Hoewel er op individueel niveau een behoorlijke ziektelast kan zijn, onder andere ernstige pijnklachten, verloopt het grootste deel van de infecties relatief mild. Voor de behandeling van infecties met een ernstiger verloop is Tecovirimat, een antiviraal middel, het enige geregistreerd middel. In EU-verband wordt momenteel gewerkt aan een gezamenlijke aanbesteding om de beschikbaarheid van dit middel te borgen. Het is nog onduidelijk, wanneer dit proces wordt afgerond. Wel staan waar mogelijk EU-landen elkaar vanuit een gedachte van onderlinge solidariteit bij om vaccins en geneesmiddelen te delen. Het antivirale geneesmiddel is momenteel zeer beperkt beschikbaar binnen de EU. Indien in Nederland behandeling noodzakelijk is, zal ons land een beroep doen op andere EU-lidstaten, die het geneesmiddel beschikbaar hebben. Hier is tot nu toe eenmaal gebruik van gemaakt.

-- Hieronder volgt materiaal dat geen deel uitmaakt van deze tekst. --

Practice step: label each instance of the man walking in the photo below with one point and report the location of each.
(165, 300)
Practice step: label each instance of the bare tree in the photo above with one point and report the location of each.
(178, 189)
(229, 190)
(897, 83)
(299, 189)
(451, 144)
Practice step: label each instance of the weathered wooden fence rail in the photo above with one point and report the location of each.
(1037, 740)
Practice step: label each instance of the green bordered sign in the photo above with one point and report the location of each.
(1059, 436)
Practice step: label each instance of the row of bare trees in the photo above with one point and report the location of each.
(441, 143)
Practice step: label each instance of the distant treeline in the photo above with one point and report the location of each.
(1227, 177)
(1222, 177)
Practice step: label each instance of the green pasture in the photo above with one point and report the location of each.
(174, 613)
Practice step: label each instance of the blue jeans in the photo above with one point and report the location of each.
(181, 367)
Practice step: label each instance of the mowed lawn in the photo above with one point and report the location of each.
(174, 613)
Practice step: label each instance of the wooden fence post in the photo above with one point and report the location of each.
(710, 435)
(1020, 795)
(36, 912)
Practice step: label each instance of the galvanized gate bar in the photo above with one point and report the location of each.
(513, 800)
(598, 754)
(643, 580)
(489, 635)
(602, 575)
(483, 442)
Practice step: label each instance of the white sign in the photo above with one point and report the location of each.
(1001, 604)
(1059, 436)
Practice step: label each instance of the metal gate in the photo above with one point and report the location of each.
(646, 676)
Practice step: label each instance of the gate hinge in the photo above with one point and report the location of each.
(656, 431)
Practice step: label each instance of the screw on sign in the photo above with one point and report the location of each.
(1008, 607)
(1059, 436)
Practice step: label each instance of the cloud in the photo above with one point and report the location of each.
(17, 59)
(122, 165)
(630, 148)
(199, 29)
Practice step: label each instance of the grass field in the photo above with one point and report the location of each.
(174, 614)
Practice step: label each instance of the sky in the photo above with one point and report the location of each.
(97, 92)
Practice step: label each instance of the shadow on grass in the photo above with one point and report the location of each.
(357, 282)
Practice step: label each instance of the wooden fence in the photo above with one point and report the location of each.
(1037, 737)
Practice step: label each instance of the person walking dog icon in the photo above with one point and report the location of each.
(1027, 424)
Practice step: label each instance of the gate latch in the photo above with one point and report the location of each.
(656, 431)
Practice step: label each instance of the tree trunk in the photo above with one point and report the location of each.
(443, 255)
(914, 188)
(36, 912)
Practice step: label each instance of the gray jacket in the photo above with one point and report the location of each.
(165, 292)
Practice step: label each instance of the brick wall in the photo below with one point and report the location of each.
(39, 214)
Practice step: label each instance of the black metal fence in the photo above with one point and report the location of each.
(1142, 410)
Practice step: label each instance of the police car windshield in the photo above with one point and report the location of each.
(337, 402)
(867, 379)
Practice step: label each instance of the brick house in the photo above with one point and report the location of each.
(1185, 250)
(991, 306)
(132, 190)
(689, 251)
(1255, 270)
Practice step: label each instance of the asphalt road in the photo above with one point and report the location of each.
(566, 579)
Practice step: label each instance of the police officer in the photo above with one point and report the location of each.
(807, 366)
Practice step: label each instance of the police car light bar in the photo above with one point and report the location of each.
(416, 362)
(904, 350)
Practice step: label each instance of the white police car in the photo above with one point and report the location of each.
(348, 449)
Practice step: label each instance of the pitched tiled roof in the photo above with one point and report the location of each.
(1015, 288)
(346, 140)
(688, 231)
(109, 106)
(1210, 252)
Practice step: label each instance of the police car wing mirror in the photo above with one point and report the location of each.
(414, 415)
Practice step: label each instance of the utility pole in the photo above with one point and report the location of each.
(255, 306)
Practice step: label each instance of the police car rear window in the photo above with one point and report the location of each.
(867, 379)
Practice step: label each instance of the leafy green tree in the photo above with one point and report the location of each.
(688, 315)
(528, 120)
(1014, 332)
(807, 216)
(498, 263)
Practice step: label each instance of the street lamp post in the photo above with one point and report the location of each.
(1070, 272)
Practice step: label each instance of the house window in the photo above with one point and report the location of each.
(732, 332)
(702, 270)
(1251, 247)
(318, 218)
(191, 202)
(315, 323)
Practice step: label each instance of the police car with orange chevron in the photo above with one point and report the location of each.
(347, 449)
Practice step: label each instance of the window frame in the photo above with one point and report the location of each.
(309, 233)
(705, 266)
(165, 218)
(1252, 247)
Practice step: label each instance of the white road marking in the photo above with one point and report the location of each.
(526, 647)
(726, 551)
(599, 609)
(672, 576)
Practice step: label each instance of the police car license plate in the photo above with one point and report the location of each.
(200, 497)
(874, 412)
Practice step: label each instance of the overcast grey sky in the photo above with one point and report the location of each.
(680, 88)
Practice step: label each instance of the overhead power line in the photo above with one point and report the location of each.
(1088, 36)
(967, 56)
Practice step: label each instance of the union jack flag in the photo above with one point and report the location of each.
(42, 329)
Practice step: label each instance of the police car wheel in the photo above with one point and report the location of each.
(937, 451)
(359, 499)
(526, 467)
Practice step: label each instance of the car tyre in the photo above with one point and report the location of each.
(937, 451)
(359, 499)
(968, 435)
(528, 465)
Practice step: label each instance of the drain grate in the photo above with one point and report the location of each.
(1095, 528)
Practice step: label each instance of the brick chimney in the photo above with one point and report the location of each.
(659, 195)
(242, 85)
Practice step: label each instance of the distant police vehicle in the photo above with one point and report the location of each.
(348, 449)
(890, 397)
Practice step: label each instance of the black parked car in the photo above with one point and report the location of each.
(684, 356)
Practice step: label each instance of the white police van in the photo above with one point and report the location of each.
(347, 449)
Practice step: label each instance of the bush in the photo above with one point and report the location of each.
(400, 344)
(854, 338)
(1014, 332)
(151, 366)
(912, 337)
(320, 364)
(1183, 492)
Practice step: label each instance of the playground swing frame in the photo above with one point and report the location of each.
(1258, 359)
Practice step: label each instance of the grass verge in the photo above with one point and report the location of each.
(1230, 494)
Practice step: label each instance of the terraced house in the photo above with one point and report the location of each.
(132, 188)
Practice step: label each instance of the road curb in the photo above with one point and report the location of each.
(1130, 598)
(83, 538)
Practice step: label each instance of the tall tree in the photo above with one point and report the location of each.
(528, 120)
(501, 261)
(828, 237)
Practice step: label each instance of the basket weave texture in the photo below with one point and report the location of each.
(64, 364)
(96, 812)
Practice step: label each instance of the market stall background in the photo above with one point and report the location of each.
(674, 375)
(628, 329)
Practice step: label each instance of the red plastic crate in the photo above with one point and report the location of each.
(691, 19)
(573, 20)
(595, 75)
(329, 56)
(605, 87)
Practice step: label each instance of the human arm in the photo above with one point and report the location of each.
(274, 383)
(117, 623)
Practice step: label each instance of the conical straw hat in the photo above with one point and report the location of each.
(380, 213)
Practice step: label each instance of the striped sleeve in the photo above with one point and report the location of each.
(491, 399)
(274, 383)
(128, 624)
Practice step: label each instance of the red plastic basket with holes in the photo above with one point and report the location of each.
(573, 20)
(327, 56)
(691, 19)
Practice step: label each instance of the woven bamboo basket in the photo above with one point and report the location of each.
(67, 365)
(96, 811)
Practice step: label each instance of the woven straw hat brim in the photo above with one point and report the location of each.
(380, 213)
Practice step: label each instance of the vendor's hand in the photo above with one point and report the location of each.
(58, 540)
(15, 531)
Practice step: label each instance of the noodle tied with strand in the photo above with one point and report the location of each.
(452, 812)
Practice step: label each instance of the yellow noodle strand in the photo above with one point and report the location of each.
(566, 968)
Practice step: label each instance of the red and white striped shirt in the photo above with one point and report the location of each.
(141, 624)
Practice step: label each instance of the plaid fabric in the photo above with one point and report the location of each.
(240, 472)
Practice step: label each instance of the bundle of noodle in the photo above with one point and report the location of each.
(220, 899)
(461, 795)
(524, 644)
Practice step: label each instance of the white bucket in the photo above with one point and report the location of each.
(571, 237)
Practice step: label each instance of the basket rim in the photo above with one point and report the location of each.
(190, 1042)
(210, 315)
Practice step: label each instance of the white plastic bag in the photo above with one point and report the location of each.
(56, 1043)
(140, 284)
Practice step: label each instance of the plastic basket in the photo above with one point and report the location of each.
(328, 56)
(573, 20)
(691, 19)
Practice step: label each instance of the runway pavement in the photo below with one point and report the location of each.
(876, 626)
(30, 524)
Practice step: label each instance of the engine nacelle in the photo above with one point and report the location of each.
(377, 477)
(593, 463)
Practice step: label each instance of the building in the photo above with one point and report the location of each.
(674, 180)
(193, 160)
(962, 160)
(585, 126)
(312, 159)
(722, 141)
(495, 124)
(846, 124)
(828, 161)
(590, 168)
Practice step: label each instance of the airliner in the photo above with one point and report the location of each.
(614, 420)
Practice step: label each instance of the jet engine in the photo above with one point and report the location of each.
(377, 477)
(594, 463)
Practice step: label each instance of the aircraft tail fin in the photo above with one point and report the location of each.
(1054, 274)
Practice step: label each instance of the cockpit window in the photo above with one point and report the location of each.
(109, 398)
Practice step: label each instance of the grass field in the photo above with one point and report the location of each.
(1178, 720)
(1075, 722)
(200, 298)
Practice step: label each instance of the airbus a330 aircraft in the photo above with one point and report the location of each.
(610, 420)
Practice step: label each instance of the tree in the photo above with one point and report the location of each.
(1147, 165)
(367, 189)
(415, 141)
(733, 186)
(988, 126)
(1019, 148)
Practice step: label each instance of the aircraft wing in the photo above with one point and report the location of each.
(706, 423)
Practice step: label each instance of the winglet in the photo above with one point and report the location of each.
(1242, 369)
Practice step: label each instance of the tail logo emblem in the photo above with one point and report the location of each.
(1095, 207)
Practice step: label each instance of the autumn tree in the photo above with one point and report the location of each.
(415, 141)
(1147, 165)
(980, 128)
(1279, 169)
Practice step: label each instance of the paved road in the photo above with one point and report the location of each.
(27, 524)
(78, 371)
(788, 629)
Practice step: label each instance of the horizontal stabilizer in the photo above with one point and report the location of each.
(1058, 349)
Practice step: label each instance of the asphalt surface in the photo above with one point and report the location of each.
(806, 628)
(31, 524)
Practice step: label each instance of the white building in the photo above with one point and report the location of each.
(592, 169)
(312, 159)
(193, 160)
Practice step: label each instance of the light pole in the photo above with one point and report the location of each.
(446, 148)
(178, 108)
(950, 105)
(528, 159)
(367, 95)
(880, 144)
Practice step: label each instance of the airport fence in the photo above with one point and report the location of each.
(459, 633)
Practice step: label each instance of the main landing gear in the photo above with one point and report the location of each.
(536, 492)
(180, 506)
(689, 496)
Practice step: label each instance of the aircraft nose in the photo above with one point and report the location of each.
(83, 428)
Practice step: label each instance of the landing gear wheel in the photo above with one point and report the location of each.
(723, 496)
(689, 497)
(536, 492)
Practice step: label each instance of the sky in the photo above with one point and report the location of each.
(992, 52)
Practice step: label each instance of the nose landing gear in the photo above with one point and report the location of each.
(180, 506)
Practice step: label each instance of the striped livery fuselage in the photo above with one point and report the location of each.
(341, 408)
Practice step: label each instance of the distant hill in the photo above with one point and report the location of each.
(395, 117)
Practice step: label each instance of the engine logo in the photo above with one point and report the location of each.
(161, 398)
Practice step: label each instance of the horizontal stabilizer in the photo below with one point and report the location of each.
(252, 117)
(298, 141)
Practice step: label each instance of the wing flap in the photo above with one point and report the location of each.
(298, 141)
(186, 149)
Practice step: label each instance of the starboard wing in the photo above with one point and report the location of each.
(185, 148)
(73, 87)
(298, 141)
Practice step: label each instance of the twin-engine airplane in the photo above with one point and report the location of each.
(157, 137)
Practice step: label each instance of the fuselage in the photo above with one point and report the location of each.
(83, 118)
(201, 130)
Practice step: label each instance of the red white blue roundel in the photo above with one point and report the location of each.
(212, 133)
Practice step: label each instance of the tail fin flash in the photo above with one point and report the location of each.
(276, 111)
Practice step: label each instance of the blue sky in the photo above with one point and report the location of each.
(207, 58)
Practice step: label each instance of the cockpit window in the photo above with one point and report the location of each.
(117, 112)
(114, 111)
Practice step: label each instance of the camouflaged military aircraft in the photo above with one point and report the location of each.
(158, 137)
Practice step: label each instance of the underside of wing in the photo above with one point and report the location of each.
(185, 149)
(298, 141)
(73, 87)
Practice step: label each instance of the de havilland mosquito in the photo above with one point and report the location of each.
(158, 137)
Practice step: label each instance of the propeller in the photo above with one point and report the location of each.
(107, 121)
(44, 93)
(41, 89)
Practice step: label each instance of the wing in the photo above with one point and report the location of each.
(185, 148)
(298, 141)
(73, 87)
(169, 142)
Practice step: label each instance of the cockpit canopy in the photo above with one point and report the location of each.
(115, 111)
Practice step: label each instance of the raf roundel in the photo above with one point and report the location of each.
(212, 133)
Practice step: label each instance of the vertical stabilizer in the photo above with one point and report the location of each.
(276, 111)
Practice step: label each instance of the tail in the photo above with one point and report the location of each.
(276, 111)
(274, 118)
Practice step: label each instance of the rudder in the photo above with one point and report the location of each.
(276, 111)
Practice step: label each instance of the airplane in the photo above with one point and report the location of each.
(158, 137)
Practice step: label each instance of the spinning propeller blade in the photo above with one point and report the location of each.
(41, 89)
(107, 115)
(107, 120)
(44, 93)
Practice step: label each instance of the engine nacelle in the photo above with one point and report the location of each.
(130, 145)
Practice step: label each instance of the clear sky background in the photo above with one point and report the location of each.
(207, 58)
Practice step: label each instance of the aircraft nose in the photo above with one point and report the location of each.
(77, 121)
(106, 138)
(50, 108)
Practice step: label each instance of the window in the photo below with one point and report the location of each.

Het RIVM werkt nauw samen met Soa Aids Nederland en de regionale GGD’en, inclusief de Centra voor Seksuele Gezondheid in de bestrijding van het apenpokkenvirus. Soa Aids Nederland heeft nauwe contacten met de doelgroep en andere betrokkenen en zorgt voor de outreach en voorlichting over hoe besmetting met het apenpokkenvirus te voorkomen. Het actueel houden van de communicatie en deze aanpassen, indien dit noodzakelijk is, hoort bij het dagelijkse werk van het RIVM en zijn partners.
De vragen van de leden Tielen en Van der Woude (beiden VVD) over De bestrijding van het apenpokkenvirus in Nederland (2022Z15545, ingezonden op 15 augustus 2022) kunnen tot mijn spijt niet binnen de gebruikelijke termijn worden beantwoord. De reden van het uitstel is dat afstemming ten behoeve van de beantwoording meer tijd vergt. Ik zal u zo spoedig mogelijk de antwoorden op de Kamervragen doen toekomen.